10. Admittedly high-school grounds may not be seen primarily as the setting for a captive audience in the same sense as in the pastor’s sermon case, yet they are definitely a protected setting where only those authorised to distribute any kind of information may do so. This is the key difference between the pastor’s sermon case of the Swedish Supreme Court and the case before us and this is why I maintain that I would be in perfect agreement with the judgment were it based solely (or at least predominantly) on the considerations contained in paragraph 56 of the judgment.

11. For my controversial concurring opinion in von Hannover v. Germany , I have been repeatedly attacked for the phrase mentioning the fetishisation of the freedom of the press under American influence. [17] Recent events in the United Kingdom, where serious abuses on the part of the Murdoch press have been uncovered, tend to vindicate the position taken in the von Hannover case.

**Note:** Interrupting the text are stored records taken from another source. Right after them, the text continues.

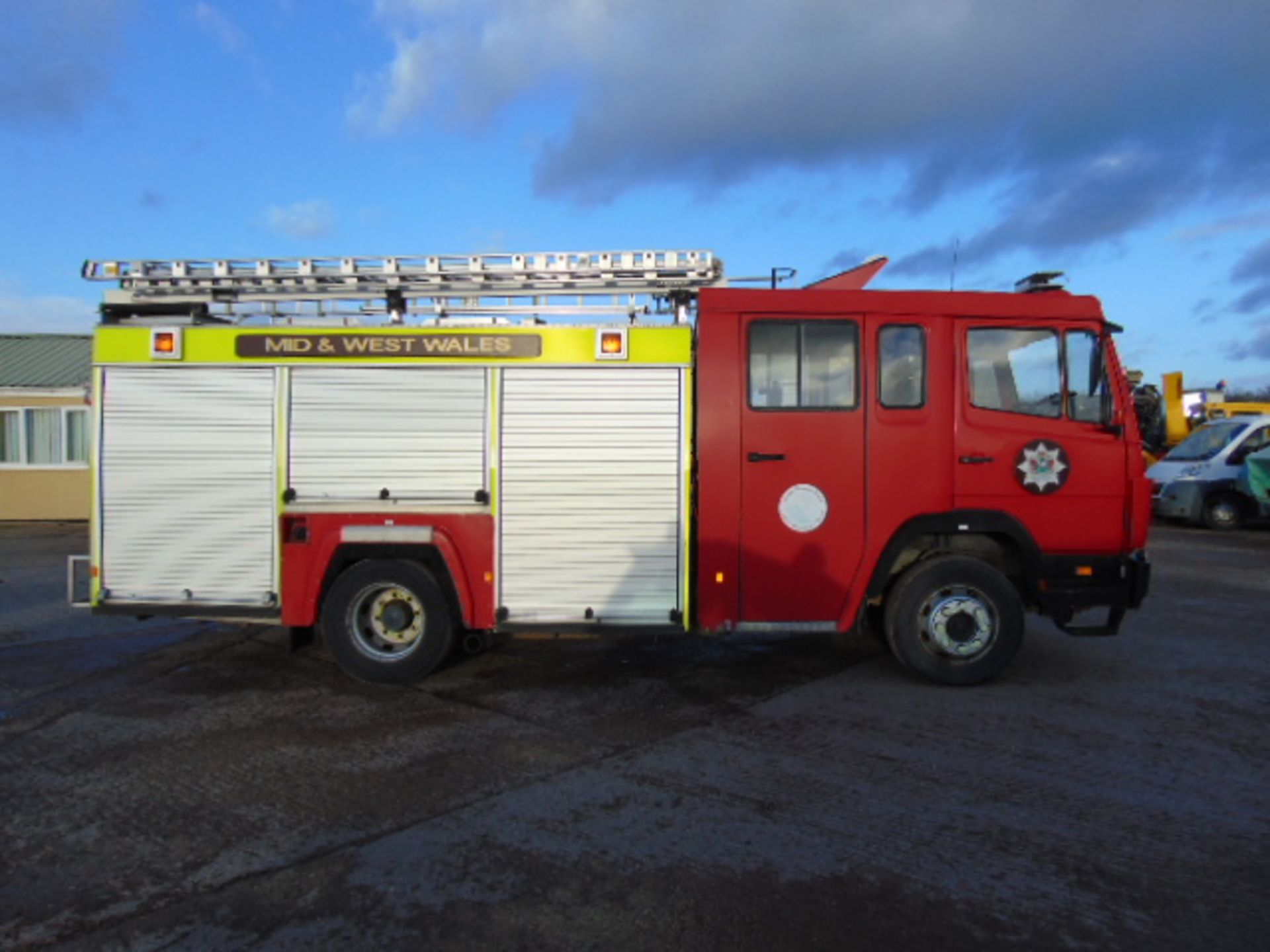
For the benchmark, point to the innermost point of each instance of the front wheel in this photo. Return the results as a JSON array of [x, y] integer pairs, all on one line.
[[1222, 512], [954, 619], [388, 621]]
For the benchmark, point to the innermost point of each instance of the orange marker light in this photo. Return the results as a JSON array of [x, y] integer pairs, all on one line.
[[165, 343]]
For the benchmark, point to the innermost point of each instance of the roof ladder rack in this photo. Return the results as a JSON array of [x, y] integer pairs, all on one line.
[[198, 287]]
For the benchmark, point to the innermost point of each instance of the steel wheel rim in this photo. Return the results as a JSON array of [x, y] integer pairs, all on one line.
[[388, 621], [958, 622], [1222, 513]]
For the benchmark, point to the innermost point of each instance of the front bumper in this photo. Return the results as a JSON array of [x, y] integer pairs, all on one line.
[[1070, 584]]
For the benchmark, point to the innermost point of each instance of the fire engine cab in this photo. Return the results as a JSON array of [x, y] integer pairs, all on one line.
[[400, 452]]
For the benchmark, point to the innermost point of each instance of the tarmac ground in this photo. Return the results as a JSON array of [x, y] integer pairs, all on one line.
[[190, 785]]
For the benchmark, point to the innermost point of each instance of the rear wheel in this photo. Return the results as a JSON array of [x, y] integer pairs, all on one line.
[[388, 621], [954, 619], [1222, 510]]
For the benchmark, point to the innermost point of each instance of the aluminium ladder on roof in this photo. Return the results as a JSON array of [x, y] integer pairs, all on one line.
[[189, 285]]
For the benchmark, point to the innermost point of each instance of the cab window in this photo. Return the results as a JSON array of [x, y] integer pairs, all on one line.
[[1015, 370], [1089, 399], [803, 365], [1255, 444], [902, 366]]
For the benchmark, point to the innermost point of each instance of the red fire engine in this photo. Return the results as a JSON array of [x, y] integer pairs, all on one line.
[[407, 451]]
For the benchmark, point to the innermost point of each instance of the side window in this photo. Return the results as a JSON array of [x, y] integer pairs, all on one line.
[[902, 366], [1015, 370], [1089, 399], [1257, 441], [803, 365]]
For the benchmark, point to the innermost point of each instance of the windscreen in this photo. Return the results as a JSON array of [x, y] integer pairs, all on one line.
[[1206, 442]]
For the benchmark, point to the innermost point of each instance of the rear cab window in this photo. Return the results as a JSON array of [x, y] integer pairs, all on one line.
[[803, 365]]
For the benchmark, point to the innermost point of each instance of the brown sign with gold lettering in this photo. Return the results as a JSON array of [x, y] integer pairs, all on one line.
[[346, 346]]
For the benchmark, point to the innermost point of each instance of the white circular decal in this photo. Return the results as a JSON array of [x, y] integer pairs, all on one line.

12. Nevertheless, we seem to go too far in the present case – on the grounds of proportionality and considerations of hate speech – in limiting freedom of speech by over-estimating the importance of what is being said. In other words, if exactly the same words and phrases were to be used in public newspapers such as Svenska Dagbladet, they would probably not be considered as a matter for criminal prosecution and condemnation.